For easy comparison between the two genders, I'd like to add a 'MenShare' (proportion of men to the total) column to the dataset:

In [47]:
#add a new column to stem, titled 'ShareMen'
#For each major, divide 'Men' value by 'Total' value
stem['ShareMen']=(stem['Men']/stem['Total'])

In [48]:
#show stem dataframe
stem

Unnamed: 0,Rank,Major_code,Major,Major_category,Total,Men,Women,ShareWomen,Median,ShareMen
0,1,2419,PETROLEUM ENGINEERING,Engineering,2339,2057,282,0.120564,110000,0.879436
1,2,2416,MINING AND MINERAL ENGINEERING,Engineering,756,679,77,0.101852,75000,0.898148
2,3,2415,METALLURGICAL ENGINEERING,Engineering,856,725,131,0.153037,73000,0.846963
3,4,2417,NAVAL ARCHITECTURE AND MARINE ENGINEERING,Engineering,1258,1123,135,0.107313,70000,0.892687
4,5,2418,NUCLEAR ENGINEERING,Engineering,2573,2200,373,0.144967,65000,0.855033
...,...,...,...,...,...,...,...,...,...,...
71,72,3604,ECOLOGY,Biology & Life Science,9154,3878,5276,0.576360,33000,0.423640
72,73,6109,TREATMENT THERAPY PROFESSIONS,Health,48491,13487,35004,0.721866,33000,0.278134
73,74,6100,GENERAL MEDICAL AND HEALTH SERVICES,Health,33599,7574,26025,0.774577,32400,0.225423
74,75,6102,COMMUNICATION DISORDERS SCIENCES AND SERVICES,Health,38279,1225,37054,0.967998,28000,0.032002


I'd also like to remove the columns 'Rank', 'Major_code', and 'Median', as they are not relevant for the analysis:

In [49]:
#deleting 'Major_code', 'Median', and 'Rank' columns
del stem['Major_code']
del stem['Median']
del stem['Rank']

Finally, I will rearrange the columns to have 'ShareMen' come before 'ShareWomen' so that it matches the original order of 'Men' before 'Women':

In [50]:
#rearrange columns in stem dataframe to the order I want them in
pd.DataFrame(stem, columns=['Major','Major_category','Total','Men','Women','ShareMen','ShareWomen'])
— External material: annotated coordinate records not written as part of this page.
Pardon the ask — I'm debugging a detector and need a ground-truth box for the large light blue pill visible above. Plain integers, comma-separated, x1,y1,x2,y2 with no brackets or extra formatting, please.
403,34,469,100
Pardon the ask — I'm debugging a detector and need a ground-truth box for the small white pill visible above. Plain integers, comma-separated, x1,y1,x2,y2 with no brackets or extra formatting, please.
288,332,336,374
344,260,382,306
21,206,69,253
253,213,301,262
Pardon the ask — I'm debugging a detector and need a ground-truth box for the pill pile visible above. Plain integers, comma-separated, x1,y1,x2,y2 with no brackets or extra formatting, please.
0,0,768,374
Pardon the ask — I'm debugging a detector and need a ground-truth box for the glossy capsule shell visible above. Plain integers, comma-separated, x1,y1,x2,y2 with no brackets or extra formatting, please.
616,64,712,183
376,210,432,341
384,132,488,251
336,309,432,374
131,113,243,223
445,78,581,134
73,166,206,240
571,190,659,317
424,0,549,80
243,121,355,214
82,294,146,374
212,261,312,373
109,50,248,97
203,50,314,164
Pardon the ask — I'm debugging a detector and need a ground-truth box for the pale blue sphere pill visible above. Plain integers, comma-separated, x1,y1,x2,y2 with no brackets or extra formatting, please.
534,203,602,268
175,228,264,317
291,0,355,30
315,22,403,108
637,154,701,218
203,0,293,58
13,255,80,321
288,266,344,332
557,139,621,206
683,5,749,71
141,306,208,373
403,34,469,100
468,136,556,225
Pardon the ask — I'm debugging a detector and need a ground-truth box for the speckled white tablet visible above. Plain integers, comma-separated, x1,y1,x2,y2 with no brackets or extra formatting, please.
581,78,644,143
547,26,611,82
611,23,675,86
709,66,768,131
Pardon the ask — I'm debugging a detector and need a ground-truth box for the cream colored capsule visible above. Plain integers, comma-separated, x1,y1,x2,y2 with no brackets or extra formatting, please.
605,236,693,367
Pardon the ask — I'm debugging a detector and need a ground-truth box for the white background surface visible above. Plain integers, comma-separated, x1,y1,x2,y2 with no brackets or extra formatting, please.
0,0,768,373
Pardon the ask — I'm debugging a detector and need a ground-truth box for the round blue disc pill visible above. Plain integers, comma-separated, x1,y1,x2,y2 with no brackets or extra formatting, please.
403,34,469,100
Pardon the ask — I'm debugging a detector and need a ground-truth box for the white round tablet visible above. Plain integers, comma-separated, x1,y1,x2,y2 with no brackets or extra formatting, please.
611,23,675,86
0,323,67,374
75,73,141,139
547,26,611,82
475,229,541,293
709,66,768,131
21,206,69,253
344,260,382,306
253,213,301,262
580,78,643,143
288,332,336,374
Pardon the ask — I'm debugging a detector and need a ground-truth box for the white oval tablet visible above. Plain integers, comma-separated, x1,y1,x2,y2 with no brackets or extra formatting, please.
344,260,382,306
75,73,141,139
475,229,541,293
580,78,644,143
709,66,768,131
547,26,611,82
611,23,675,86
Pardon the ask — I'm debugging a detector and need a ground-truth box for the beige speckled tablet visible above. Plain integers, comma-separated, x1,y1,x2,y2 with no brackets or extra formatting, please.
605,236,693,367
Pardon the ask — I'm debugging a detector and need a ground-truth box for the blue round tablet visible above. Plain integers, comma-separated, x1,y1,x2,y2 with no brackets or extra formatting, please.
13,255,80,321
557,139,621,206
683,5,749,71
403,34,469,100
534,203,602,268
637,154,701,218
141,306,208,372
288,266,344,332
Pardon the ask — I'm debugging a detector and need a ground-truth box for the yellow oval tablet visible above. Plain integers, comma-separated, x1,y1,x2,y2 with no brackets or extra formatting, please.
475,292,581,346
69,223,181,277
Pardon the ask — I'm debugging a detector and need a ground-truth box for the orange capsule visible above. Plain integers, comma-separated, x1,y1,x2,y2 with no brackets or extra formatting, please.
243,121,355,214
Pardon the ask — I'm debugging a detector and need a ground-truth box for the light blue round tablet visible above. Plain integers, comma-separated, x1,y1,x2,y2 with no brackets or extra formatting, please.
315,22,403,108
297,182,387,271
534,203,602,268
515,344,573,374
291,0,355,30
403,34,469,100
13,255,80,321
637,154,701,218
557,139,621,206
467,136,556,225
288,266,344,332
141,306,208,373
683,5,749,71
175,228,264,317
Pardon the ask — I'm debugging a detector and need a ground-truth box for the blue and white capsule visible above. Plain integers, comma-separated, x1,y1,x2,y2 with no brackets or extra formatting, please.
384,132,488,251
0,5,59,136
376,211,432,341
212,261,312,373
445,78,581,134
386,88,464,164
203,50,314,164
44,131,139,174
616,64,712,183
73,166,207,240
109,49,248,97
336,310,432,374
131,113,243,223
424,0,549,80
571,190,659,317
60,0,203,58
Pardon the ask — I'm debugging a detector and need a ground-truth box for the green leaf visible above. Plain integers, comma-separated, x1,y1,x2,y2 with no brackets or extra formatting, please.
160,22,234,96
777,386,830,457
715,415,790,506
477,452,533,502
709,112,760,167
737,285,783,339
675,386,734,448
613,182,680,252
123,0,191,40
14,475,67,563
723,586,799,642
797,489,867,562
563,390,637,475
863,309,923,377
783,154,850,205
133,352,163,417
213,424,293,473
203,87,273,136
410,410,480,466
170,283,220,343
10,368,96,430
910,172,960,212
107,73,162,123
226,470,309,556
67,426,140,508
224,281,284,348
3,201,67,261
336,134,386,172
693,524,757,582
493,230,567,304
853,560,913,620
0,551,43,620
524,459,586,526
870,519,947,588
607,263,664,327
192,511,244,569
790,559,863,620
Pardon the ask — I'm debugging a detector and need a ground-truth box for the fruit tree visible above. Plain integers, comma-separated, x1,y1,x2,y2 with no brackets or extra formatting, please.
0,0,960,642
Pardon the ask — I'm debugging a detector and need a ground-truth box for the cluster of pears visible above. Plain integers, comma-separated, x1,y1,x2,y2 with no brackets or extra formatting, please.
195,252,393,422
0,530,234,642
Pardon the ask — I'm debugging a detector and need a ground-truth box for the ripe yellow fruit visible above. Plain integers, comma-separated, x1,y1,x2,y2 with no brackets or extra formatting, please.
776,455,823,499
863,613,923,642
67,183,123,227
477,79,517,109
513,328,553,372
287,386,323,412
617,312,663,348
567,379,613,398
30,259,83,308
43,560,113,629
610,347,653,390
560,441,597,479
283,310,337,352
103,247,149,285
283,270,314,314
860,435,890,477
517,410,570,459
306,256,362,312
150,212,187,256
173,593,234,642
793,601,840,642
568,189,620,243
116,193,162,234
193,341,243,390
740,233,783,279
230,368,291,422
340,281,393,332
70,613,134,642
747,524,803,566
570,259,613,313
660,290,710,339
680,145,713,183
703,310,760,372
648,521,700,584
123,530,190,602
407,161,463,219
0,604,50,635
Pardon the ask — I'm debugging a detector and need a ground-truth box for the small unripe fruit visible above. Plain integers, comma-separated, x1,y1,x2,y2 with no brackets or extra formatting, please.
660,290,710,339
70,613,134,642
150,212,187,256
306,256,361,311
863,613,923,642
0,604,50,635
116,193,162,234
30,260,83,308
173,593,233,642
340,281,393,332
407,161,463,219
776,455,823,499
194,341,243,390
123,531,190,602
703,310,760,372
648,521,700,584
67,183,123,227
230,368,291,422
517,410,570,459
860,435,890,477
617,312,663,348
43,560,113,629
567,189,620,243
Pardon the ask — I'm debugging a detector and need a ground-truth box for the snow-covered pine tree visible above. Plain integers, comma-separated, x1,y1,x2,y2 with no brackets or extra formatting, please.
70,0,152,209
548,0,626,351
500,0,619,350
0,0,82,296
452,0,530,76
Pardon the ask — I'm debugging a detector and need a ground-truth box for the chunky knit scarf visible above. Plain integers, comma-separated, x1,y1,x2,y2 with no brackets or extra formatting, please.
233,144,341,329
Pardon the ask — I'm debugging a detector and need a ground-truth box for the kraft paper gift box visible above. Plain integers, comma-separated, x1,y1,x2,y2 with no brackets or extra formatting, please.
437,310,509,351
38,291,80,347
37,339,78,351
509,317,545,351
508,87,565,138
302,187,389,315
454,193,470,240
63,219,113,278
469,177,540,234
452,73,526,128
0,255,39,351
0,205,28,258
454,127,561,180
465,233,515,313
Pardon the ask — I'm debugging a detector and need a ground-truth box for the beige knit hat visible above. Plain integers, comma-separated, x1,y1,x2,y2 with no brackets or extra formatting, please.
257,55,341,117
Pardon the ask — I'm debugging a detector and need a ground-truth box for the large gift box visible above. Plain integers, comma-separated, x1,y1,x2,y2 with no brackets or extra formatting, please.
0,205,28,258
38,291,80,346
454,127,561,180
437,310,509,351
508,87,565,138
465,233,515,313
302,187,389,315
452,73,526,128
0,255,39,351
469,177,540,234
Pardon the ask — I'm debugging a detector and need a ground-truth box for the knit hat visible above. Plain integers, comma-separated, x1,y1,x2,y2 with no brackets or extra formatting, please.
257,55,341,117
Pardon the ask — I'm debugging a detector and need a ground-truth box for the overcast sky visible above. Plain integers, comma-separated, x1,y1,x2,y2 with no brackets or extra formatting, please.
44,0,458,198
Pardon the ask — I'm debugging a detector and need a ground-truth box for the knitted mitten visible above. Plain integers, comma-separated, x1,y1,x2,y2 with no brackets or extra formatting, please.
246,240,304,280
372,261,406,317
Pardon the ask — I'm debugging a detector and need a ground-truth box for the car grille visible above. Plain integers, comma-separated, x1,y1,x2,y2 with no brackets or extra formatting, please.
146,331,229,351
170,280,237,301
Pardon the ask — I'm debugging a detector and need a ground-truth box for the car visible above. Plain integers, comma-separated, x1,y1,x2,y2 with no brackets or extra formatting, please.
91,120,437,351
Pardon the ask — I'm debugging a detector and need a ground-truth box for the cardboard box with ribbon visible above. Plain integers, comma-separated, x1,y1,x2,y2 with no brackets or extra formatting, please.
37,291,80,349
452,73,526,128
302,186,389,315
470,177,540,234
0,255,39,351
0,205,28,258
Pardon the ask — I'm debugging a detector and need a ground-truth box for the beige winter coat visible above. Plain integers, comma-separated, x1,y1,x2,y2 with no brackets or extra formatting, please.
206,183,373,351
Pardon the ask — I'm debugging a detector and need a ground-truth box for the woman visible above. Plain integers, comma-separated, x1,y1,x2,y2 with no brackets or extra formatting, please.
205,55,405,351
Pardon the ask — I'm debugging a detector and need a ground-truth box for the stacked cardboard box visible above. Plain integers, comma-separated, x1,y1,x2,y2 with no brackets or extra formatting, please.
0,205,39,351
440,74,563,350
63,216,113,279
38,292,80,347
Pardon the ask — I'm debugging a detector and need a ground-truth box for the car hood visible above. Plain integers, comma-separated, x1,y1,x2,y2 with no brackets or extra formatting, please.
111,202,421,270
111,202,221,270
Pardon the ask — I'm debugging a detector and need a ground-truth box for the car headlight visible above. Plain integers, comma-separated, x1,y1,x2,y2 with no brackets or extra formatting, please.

Unnamed: 0,Major,Major_category,Total,Men,Women,ShareMen,ShareWomen
0,PETROLEUM ENGINEERING,Engineering,2339,2057,282,0.879436,0.120564
1,MINING AND MINERAL ENGINEERING,Engineering,756,679,77,0.898148,0.101852
2,METALLURGICAL ENGINEERING,Engineering,856,725,131,0.846963,0.153037
3,NAVAL ARCHITECTURE AND MARINE ENGINEERING,Engineering,1258,1123,135,0.892687,0.107313
4,NUCLEAR ENGINEERING,Engineering,2573,2200,373,0.855033,0.144967
...,...,...,...,...,...,...,...
71,ECOLOGY,Biology & Life Science,9154,3878,5276,0.423640,0.576360
72,TREATMENT THERAPY PROFESSIONS,Health,48491,13487,35004,0.278134,0.721866
73,GENERAL MEDICAL AND HEALTH SERVICES,Health,33599,7574,26025,0.225423,0.774577
74,COMMUNICATION DISORDERS SCIENCES AND SERVICES,Health,38279,1225,37054,0.032002,0.967998


The final attributes are as follows:

1. Major - the major's name/description (categorical - regular)
2. Major_category - the STEM field the major falls under (categorical - regular)
3. Total - the total number of graduates with the major (numerical - discrete)
4. Men - the number of male graduates with the major (numerical - discrete) 
5. Women - the number of female graduates with the major (numerical - discrete)
6. ShareMen - the proportion of men to the total number of graduates with the major (numerical - continuous)
7. ShareWomen - the proportion of women to the total number of graduates with the major (numerical - continuous)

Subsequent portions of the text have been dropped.